Pay Less Attention in Vision Transformers With Python

Less is More: Pay Less Attention in Vision Transformers

Official PyTorch implementation of Less is More: Pay Less Attention in Vision Transformers.

By Zizheng Pan, Bohan Zhuang, Haoyu He, Jing Liu and Jianfei Cai.

In our paper, we present a novel Less attention vIsion Transformer (LIT), building upon the fact that convolutions, fully-connected (FC) layers, and self-attentions have almost equivalent mathematical expressions for processing image patch sequences. LIT uses pure multi-layer perceptrons (MLPs) to encode rich local patterns in the early stages while applying self-attention modules to capture longer dependencies in deeper layers. Moreover, we further propose a learned deformable token merging module to adaptively fuse informative patches in a non-uniform manner.

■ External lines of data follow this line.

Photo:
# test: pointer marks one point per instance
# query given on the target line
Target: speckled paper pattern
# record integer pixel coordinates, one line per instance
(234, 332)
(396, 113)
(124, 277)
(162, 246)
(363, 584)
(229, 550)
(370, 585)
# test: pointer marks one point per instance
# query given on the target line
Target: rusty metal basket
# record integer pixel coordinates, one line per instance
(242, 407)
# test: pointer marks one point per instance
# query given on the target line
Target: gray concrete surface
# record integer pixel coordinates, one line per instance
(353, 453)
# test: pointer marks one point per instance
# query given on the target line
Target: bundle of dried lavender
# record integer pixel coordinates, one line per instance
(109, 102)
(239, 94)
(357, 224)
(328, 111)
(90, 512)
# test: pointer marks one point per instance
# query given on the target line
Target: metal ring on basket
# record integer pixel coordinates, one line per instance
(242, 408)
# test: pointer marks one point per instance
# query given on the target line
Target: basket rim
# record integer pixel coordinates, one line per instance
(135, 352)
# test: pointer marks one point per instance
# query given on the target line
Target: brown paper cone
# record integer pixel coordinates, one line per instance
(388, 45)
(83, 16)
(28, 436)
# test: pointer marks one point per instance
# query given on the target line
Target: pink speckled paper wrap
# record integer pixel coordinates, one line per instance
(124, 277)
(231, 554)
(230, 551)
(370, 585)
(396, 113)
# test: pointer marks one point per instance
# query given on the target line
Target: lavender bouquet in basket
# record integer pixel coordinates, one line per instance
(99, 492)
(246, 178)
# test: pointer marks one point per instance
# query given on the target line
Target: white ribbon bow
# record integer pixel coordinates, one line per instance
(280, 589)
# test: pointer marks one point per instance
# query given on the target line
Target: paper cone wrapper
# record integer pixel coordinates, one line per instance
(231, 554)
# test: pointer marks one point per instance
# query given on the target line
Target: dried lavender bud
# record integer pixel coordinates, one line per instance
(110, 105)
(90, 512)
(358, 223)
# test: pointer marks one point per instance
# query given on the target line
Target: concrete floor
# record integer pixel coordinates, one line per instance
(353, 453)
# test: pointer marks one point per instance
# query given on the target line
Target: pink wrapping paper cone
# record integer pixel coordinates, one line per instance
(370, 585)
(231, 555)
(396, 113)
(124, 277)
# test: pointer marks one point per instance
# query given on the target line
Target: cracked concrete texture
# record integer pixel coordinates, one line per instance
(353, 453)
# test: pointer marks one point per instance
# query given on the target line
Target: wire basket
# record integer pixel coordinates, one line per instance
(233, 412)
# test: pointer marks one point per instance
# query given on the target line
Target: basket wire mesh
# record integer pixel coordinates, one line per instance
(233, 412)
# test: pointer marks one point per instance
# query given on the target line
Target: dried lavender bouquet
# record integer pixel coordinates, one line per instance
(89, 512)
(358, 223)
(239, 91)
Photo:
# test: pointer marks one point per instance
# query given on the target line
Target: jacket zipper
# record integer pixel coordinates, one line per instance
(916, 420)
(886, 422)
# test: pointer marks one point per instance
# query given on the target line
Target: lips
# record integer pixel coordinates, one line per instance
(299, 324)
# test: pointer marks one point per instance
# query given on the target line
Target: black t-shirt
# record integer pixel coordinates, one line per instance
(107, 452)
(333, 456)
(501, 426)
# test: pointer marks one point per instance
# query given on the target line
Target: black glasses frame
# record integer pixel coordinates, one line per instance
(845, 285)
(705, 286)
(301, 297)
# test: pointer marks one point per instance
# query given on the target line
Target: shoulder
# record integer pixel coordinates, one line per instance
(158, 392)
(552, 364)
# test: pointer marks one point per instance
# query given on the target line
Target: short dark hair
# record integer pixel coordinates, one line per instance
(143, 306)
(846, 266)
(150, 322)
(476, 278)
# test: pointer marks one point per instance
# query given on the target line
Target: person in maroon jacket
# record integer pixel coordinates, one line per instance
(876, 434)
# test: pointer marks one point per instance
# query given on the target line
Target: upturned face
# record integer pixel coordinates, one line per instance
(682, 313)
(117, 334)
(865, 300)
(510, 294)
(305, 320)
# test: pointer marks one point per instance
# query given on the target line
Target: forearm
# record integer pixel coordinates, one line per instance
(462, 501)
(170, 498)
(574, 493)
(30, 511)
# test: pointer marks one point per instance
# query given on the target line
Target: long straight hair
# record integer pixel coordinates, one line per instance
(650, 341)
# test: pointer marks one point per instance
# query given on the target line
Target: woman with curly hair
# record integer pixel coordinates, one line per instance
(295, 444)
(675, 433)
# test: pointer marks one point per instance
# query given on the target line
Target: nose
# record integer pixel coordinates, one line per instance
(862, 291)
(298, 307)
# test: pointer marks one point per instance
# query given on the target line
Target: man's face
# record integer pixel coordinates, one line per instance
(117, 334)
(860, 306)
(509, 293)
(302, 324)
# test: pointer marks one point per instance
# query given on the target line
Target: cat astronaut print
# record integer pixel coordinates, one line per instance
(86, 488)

If you use this code for a paper please cite:

@article{pan2021less,
  title={Less is More: Pay Less Attention in Vision Transformers},
  author={Pan, Zizheng and Zhuang, Bohan and He, Haoyu and Liu, Jing and Cai, Jianfei},
  journal={arXiv preprint arXiv:2105.14217},
  year={2021}
}

Usage

First, clone this repository.

git clone https://github.com/MonashAI/LIT

Next, create a conda virtual environment.

# Make sure you have a NVIDIA GPU.
cd LIT/classification
bash setup_env.sh [conda_install_path] [env_name]

# For example
bash setup_env.sh /home/anaconda3 lit

Note: We use PyTorch 1.7.1 with CUDA 10.1 for all experiments. The setup_env.sh has illustrated all dependencies we used in our experiments. You may want to edit this file to install a different version of PyTorch or any other packages.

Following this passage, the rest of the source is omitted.